The stalks of burdocks have grown chest-high and the plants themselves are full on burs, some of them still carrying a ring of purple bloom.
But most of them are totally ready to catch onto a passerby’s sleeve or hair. And to travel away.
Despite being such a catching nuisance, the burs are still liked by everyone. In the middle ages it was customary to present burdocks to your beloved, when you wanted to let her/him know, that you were ready to get fully attached to your sweetheart.
And you can form little bears and balls of burs. Then you can fight a war and the boys will surely enjoy throwing burs into the long hair of the girls. Sometimes you even have to cut off a tuft of hair in order to get rid of them, so you better be quick on your feet. Most likely such a bur war will eventually create some lasting friendships between “enemies”. Bur-like.

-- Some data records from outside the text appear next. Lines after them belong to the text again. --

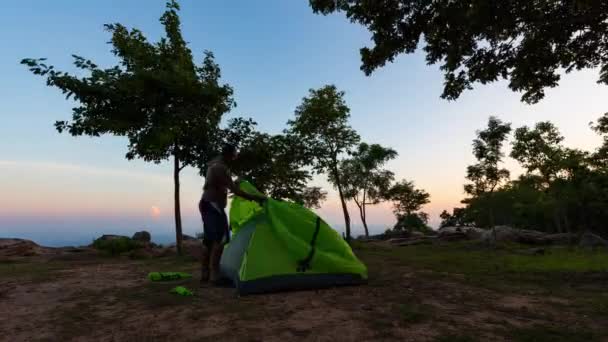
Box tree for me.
[452,114,608,237]
[464,116,512,231]
[204,118,327,208]
[309,0,608,103]
[439,207,470,228]
[388,179,430,232]
[21,1,235,255]
[511,121,565,186]
[300,187,329,209]
[590,113,608,169]
[288,85,360,239]
[335,143,397,237]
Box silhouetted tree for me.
[388,180,430,232]
[457,114,608,237]
[439,208,471,228]
[511,121,565,186]
[590,113,608,168]
[288,85,360,239]
[335,143,397,237]
[211,118,326,207]
[21,1,234,255]
[309,0,608,103]
[464,116,512,235]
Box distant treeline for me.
[441,114,608,237]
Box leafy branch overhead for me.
[310,0,608,103]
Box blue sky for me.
[1,1,606,246]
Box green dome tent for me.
[219,181,367,295]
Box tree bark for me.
[174,153,183,256]
[333,166,351,240]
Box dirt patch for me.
[2,247,607,341]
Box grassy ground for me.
[1,241,607,341]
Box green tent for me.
[220,181,367,295]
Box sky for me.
[1,1,606,246]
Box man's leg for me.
[209,209,229,285]
[199,200,213,285]
[200,241,210,283]
[209,241,224,284]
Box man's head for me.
[221,143,238,162]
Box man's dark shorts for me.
[199,199,229,248]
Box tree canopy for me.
[288,85,360,239]
[212,118,326,208]
[21,0,234,254]
[388,179,430,232]
[335,143,397,237]
[445,113,608,236]
[310,0,608,103]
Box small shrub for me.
[93,237,142,256]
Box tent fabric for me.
[220,181,367,295]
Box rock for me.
[95,234,130,242]
[545,233,577,245]
[395,239,433,247]
[410,231,426,239]
[0,238,41,257]
[132,231,151,243]
[493,226,519,242]
[438,226,486,241]
[438,227,469,242]
[464,227,486,240]
[579,232,608,249]
[384,230,413,240]
[182,234,197,241]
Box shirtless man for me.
[199,143,266,284]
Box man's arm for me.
[226,174,266,204]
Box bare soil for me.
[1,242,607,341]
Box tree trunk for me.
[361,191,369,237]
[361,206,369,238]
[356,201,369,238]
[174,153,183,256]
[553,209,563,234]
[333,166,351,240]
[488,193,497,245]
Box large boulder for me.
[492,226,519,242]
[579,232,608,249]
[132,231,151,243]
[0,238,42,257]
[545,233,577,245]
[437,226,472,241]
[95,234,130,242]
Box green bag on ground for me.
[170,286,194,296]
[148,272,192,281]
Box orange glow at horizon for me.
[150,206,161,219]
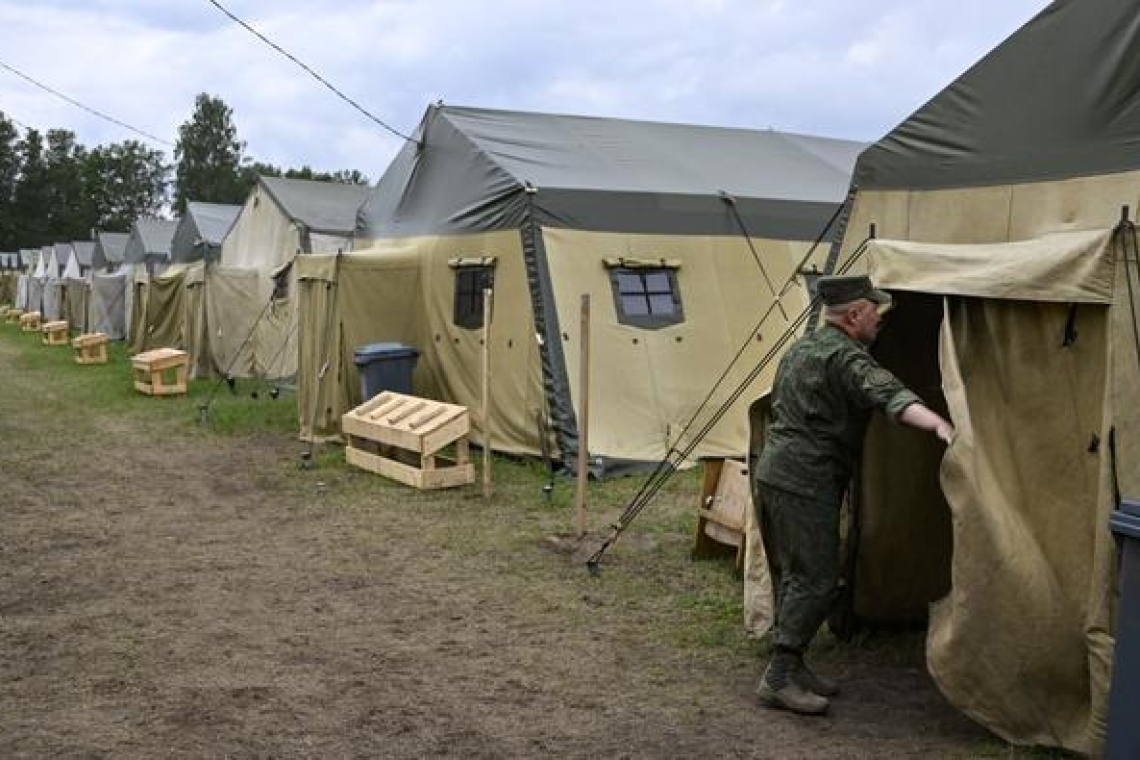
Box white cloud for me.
[0,0,1050,175]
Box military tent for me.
[167,202,241,377]
[40,243,71,322]
[124,217,179,353]
[207,176,368,381]
[90,232,131,339]
[746,0,1140,754]
[16,248,38,310]
[298,104,862,472]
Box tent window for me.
[610,267,683,328]
[272,262,293,301]
[453,265,495,329]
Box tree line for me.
[0,93,369,251]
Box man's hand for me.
[900,402,955,445]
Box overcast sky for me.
[0,0,1050,182]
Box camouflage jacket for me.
[753,322,920,505]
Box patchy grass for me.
[0,323,1073,758]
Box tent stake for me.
[575,294,591,536]
[482,287,493,499]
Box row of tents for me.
[1,0,1136,752]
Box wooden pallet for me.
[131,347,188,396]
[19,311,41,332]
[692,458,750,572]
[72,332,109,364]
[342,391,475,490]
[42,320,69,346]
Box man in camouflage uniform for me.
[753,274,954,715]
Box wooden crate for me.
[692,458,751,572]
[72,332,109,364]
[42,320,69,346]
[19,311,41,332]
[131,347,188,396]
[4,307,24,323]
[342,391,475,490]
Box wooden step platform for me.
[42,320,69,346]
[692,458,750,572]
[19,311,41,332]
[4,307,24,323]
[342,391,475,490]
[72,332,109,364]
[131,347,188,396]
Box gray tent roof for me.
[93,231,130,269]
[260,176,370,236]
[853,0,1140,192]
[53,242,73,263]
[123,218,179,264]
[71,241,95,268]
[361,104,865,239]
[170,201,241,262]
[0,252,14,269]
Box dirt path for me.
[0,334,1003,759]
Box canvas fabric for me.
[63,279,88,333]
[42,280,63,321]
[543,227,819,465]
[90,272,127,340]
[796,169,1140,754]
[16,274,28,310]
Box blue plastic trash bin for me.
[1107,497,1140,759]
[353,342,419,400]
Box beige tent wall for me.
[183,262,210,378]
[219,185,302,271]
[208,186,352,381]
[542,228,822,464]
[814,170,1140,755]
[298,230,543,454]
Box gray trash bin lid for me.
[1111,498,1140,539]
[353,342,419,365]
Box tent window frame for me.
[272,262,293,302]
[608,266,684,329]
[453,264,495,330]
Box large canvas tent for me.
[747,0,1140,753]
[124,217,179,353]
[298,104,863,472]
[90,232,131,339]
[207,176,368,381]
[170,202,241,376]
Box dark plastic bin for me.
[1107,498,1140,759]
[354,342,419,400]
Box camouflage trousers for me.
[753,481,841,652]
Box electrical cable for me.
[0,57,173,147]
[203,0,417,145]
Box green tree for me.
[43,129,88,241]
[11,129,50,247]
[84,140,169,231]
[0,112,21,249]
[173,93,246,214]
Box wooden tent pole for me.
[575,294,590,536]
[482,287,493,499]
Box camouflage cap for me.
[817,275,892,307]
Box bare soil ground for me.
[0,330,1032,758]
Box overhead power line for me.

The medicinal plant people talk about burdocks as a special remedy for baldness, prepared from the oil pressed out of burdock seeds, but I prefer to dig out their roots late in the fall and use them in soups instead of carrots. In Japan, in the old days they were called “gobo”
and used in stews.
And did you know? In the old days it was quite important to make jam of the burdock roots. You add four teaspoons of vinegar to half a litre of water, bring it to boil and add the sliced burdock roots. After two hours of cooking your rather peculiar jam will be ready.
So, when weeding your garden in the spring, don’t immediately get rid of the burdocks. They are true “people-companions”, they love your house, growing by its walls, and they love you, creeping into your sleeves and sticking to your socks.